Another office is open for anyone to use for private conversations, team projects or whatever need we may have.
Over the last several years, my office sat empty for most of the week, since most of my work doesn’t require me to be on site. That meant a lot of space wasted for much of the week.
And, even though others were always welcome to use it when I wasn’t there, they could never completely shake the feeling that they were intruding on my space when they used it.
Multiple-use rooms are here to stay. Including office space. Because of the price of land, good stewardship demands greater cost-efficiency.
4. An Office Can Reinforce A Punch-the-Clock Mentality
Some people need an office or designated room because their job requires their physical presence.
But if you don’t need to be in an office, yet you show up regularly anyway, it’s often the result of one of two things: habit, or control.
If it’s a good habit, keep doing it. If it’s a bad one, break it.
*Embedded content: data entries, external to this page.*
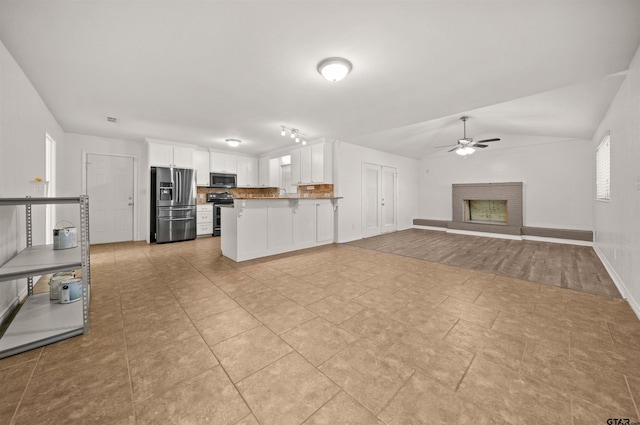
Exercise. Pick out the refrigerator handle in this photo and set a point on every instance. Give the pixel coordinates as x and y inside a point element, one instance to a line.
<point>178,185</point>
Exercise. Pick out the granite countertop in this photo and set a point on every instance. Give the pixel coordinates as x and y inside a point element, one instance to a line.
<point>258,198</point>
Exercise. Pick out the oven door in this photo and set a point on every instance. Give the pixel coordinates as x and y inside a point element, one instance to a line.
<point>217,217</point>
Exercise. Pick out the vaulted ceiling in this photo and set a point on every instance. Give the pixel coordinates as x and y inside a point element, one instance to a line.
<point>202,71</point>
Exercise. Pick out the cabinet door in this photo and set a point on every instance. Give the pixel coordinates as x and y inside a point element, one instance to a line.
<point>216,162</point>
<point>252,172</point>
<point>223,163</point>
<point>324,221</point>
<point>295,167</point>
<point>252,229</point>
<point>230,163</point>
<point>304,224</point>
<point>280,229</point>
<point>182,157</point>
<point>247,171</point>
<point>160,155</point>
<point>305,164</point>
<point>317,163</point>
<point>201,160</point>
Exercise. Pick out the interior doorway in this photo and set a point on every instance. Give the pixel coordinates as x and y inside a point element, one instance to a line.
<point>111,188</point>
<point>379,199</point>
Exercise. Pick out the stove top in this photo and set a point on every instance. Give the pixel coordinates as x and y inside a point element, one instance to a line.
<point>214,197</point>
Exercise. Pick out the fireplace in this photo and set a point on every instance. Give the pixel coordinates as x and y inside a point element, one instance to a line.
<point>486,211</point>
<point>487,207</point>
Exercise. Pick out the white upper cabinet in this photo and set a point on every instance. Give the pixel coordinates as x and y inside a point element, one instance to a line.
<point>295,167</point>
<point>182,157</point>
<point>317,163</point>
<point>167,155</point>
<point>264,170</point>
<point>305,164</point>
<point>311,164</point>
<point>201,162</point>
<point>222,163</point>
<point>247,170</point>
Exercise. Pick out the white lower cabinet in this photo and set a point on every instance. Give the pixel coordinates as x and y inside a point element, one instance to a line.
<point>257,228</point>
<point>204,220</point>
<point>304,224</point>
<point>279,225</point>
<point>324,222</point>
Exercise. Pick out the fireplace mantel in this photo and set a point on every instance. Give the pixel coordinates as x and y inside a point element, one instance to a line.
<point>507,191</point>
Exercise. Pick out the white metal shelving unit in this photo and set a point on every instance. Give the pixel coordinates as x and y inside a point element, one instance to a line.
<point>41,321</point>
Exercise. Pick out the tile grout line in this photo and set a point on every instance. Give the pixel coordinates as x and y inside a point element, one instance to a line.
<point>218,360</point>
<point>465,372</point>
<point>24,391</point>
<point>396,393</point>
<point>635,402</point>
<point>571,408</point>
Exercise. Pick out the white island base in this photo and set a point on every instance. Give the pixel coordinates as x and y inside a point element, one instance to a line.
<point>256,228</point>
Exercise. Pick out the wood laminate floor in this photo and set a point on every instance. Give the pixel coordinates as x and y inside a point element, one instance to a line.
<point>567,266</point>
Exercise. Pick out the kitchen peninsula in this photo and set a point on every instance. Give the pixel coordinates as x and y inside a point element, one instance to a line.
<point>261,222</point>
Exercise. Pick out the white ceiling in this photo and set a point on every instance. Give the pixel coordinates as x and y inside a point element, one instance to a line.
<point>202,71</point>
If it’s about control, that needs to be recognized and excised. If you don’t punch a clock, but show up in the office like you do punch a clock, you’re probably living under a mentality that ties your job performance to the hours you put in, rather than your effectiveness.
Sometimes that demand is put upon us by others, like congregation members or the church council. But in most cases, it’s a burden we’ve placed on our own shoulders. And it’s completely unnecessary.